Is the only solution for 5 vertices with relations
$|r_k-r_{k'}|=\text{const}$ for $k \neq k'$, where $k=0,1,2,3,4$ for 3 dimensions?
Here I am writing in bracket notation i.e. for unit vector $x_i$, the vector $r_k=ax_0+bx_1+cx_2=\langle a,b,c\rangle$
$r_0=\langle 0,1,0\rangle$
$r_1=\langle 1,0,0\rangle$
$r_2=\langle 0,-1,0\rangle$
$r_3=\langle -1,0,0\rangle$
$r_4=\langle 0,0,1\rangle$
If so why?
Edit: this arrangement doesn't satisfy the condition above, but does leave the possibility answer open
Could you clarify the question please?
What norm are you using: euclidean norm? Is $|r_0-r_1| = |(-1,1,0)| = \sqrt{2}?$
But then $|r_1-r_3| = |(2,0,0)| = 2$. I do not know if I can really follow; and why wouldn't $r_5= (0,0,-1)$ be a possibility?
If I understood the question, then you ask for $S\subset \mathbb{R}^3$, such that for each two different $r_k,r_{k'} \in S$ it holds true that $|r_k-r_{k'}| = const$.
Before you continue reading, it all summarizes to: I think there are only $4$ such vertices. And they form a regular tetrahedron, because all the diagonals of the polygon need to be as long as its sides. Then there cannot be $5$ as that would imply the height of the Tetrahedron to be half it's side length, which is not the case. Now I left the rest here, because it made fun thinking about the problem in that way.
Now let $C:=\{(r_k-r_{k'}) \mid r_k,r_{k'} \in S, k \neq k'\} \subset \mathbb{R}^3$. Then, $| \cdot |$ has to be constant on $C$, so $C$ has to be a ball around $0$.
Lets start by considering only three points in $S$. Fix $r_1,r_2,r_3\in S$, and let $C_i:= C + r_i$ be the ball shifted by $r_i$, $i \in \{1,2,3\}$. Then it must hold true that:
$r_i,r_j \in C_k \text{, where } i,j,k \in \{1,2,3\}$ pairwise distinct. This means that the $3$ balls are pairwise intersecting, and $C_i$ passes through the midpoints of $C_j,C_k$, which are $r_j,r_k$. So $C_1,C_2,C_3$ are pairwise intersecting and each contain the midpoint of the others.
So it boils down to the question: How many equally large balls can we place in $3$-space that touch pairwise and all contain the midpoint of the other?

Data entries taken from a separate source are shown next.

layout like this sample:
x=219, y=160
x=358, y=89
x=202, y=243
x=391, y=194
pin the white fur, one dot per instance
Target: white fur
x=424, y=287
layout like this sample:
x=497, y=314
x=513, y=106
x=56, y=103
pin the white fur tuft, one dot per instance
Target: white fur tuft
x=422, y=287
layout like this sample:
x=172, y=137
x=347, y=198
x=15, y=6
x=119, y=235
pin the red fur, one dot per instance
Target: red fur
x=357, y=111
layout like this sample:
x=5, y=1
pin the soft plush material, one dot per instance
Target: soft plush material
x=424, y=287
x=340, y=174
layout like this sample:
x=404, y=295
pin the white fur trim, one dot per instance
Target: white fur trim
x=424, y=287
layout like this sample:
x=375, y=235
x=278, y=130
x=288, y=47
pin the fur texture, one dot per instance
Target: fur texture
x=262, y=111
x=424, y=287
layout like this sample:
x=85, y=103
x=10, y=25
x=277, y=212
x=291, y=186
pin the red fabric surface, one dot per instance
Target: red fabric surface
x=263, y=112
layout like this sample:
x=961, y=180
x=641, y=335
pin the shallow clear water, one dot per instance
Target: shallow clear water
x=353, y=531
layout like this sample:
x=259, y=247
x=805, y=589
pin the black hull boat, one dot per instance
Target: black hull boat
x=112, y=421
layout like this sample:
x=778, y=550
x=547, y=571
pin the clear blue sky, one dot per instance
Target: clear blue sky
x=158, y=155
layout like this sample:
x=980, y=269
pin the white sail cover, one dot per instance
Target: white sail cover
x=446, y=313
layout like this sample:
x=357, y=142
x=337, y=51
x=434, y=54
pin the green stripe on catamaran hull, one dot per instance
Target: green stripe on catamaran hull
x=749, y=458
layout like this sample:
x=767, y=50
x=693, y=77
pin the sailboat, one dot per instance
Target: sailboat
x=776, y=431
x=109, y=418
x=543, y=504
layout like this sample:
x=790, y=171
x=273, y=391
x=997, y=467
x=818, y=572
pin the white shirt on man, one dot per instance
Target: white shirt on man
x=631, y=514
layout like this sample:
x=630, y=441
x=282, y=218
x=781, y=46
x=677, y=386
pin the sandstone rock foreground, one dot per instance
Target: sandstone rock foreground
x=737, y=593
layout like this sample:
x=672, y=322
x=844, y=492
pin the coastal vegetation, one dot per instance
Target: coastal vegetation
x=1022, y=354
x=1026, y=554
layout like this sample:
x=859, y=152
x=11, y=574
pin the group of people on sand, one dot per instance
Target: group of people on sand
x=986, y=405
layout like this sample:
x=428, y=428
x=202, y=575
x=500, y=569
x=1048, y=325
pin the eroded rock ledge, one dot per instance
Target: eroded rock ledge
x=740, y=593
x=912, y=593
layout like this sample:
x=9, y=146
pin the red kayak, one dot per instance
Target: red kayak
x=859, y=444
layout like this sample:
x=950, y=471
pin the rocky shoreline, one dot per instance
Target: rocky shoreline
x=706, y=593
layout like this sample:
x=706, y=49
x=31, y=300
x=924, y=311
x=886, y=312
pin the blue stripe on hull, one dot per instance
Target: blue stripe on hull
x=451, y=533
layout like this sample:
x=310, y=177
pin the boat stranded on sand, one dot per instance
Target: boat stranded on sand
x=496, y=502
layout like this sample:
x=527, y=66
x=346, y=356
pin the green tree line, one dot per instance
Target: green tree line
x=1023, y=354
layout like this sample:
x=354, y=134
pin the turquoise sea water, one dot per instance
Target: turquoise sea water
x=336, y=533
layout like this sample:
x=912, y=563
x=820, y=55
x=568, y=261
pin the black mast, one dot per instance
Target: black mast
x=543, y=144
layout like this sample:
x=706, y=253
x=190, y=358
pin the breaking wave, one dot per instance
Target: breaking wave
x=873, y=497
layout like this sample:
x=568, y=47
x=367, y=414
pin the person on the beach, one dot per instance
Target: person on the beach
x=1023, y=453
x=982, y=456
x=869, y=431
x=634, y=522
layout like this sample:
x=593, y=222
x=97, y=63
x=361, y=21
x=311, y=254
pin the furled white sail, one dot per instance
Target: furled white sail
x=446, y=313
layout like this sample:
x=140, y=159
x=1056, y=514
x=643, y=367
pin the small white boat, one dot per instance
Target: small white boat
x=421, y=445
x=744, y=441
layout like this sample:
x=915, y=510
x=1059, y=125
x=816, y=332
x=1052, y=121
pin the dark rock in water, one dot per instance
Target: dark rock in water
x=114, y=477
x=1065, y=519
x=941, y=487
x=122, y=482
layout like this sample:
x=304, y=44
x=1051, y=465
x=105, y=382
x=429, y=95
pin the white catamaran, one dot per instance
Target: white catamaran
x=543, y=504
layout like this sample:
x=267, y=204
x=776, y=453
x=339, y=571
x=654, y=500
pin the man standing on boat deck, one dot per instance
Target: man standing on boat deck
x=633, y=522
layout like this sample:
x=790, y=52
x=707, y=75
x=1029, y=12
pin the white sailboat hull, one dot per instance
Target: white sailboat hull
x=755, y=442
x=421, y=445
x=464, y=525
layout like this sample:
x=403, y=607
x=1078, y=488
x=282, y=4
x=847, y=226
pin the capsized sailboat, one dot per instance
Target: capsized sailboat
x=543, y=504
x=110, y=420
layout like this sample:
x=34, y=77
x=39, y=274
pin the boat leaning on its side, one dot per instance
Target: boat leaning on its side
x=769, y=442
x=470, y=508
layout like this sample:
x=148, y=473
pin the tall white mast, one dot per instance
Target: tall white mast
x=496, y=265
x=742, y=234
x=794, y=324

And well: two balls ($C_1,C_2$) cut in a circle $C_1 \cap C_2$, so the third midpoint $r_3$ must lie on that cutting circle. Now by construction, $r_1,r_2,r_3$ are equally distant. Look at $C_3$, it cuts the circle given by $C_1 \cap C_2$ again in $2$ points $u$ and $v$. This leaves us with 2 possible points to choose the midpoint $r_4$ of the fourth ball, as otherwise they are not equally distant and don't pairwise contain their midpoints. Wlog let $r_4 = u$. Now by construction the fourth ball $C_4$ goes through the other $3$ midpoints, and they form a regular tetrahedron. The question remains why $C_4$ does not pass through $v$, since if it would one could chose $r_5=v$ and would have $5$ equally distant points. Maybe someone can clarify here? (Note that this proves already that there cannot be more than $5$ points as there are no intersection-points left.) I would have to think a bit longer for a more rigorous proof here.